I know the universal coefficients theorem (homological version) helps us to compare homology (co-homology) over different coefficients ($\mathbb{Z}$-modules), by:
$$ H_n(X;G)\cong \big[ H_n(X) \otimes_\mathbb{Z} G \big] \oplus \text{Tor}^1(H_{n-1}(X),G) $$
But is there a way to connect the chains over different coefficients? I know that $C_n(X;G):=\text{Free}_G\big( X(n) \big)$, and when $G$ is a $\mathbb{Z}$-module, we have that:
$$C_n(X;G)\cong \text{Free}_{\mathbb{Z}}\big( X(n) \big) \otimes_\mathbb{Z} G$$
But can we move from one $\mathbb{Z}$-module to another?

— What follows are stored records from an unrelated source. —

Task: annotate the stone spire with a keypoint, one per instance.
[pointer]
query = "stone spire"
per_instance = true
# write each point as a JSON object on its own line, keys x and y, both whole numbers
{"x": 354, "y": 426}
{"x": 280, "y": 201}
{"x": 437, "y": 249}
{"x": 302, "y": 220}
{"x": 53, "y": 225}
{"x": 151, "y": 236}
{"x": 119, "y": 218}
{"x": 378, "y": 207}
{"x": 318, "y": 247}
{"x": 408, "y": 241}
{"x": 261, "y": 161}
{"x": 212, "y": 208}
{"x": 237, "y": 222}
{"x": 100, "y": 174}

More concretely, I have an element $\gamma\in C_{n-1}(X)$ and I take $\gamma' \in C_{n-1}(X;G)$ with appropriate coefficients in $G$. I know that there exists $\omega' \in C_n(X;G)$ such that $\partial(\omega')=\gamma'$. Using this, I want to find $\omega \in C_n(X)$ such that:
$$ \partial(\omega)=\gamma \quad \text{as a } \; G-\text{module morphism} $$
Is there some "diagram chasing" way to obtain such an element?